A Case Study On: Profitability vs. Growth

We are at a unique point in time that clearly demonstrates a universal investment fallacy where growth in Gross Domestic Product (GDP) will somehow translate to positive stock market returns. The performance of the Chinese stock market clearly exposes how simplistic this assumption is in reality.

Common folk lore, constantly regurgitated by the media, would have us believe that GDP growth is almost essential to stock market returns. We might never have a clearer example to clarify that the stock market does not measure growth in the economy by growth in profits.

The Chinese economy has grown 240% in the last 5 years, from $3.5 trillion dollars to $8.5 trillion dollars. There are few examples in human history to compare to this phenomenon of advancement. However, the stock market (here we use the Shanghai Composite Index) is down 68%.

We have to go back 14 years to 1999 before we can calculate a positive investment return. In that time frame the Chinese economy has increased in size 670%.
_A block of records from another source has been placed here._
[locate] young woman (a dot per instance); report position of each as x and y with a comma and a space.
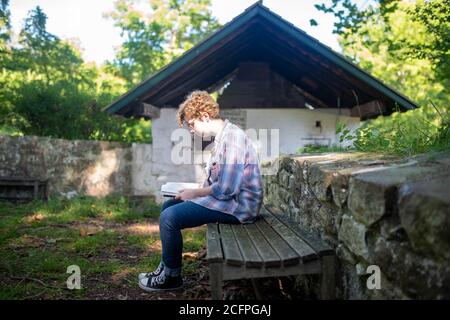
232, 192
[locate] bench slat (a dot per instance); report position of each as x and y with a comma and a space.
248, 250
214, 248
320, 246
300, 246
269, 256
232, 254
284, 251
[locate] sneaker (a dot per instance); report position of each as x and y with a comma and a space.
155, 273
162, 282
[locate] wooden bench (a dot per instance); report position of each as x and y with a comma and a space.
23, 188
269, 247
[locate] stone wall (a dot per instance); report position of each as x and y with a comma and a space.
373, 210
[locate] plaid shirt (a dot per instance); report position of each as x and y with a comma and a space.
234, 174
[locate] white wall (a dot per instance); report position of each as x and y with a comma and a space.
293, 125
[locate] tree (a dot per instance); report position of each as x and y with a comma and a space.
153, 39
48, 90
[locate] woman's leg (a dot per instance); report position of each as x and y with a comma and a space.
159, 269
180, 216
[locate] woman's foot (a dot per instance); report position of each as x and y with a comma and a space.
161, 282
154, 273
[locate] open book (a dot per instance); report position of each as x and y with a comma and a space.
171, 189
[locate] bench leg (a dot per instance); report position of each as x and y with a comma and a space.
215, 278
328, 286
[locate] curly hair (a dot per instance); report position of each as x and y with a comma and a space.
196, 103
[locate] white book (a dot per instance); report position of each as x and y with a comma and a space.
171, 189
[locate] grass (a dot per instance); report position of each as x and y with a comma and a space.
111, 239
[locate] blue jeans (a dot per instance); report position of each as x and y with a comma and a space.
177, 215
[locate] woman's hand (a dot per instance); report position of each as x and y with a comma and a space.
187, 194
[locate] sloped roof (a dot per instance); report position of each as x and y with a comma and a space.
258, 34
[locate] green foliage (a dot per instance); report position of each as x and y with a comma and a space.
39, 240
314, 148
46, 89
405, 44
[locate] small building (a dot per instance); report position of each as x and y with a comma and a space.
268, 74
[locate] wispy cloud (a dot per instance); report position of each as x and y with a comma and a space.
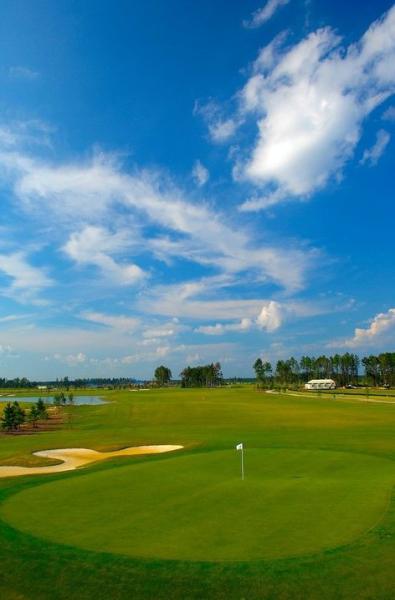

An explanation for this unique phenomenon is that the Chinese economy grew but profitability did not emerge as fast as anticipated by investors.

The core of our investment strategy at Avenue is focusing on the profitability of our investments. The reason we care so much about profits is because that is what drives stock prices. All our investments have to be profitable businesses or assets. We have to make sure we don’t pay too much for them. But if the profits grow, that is even better.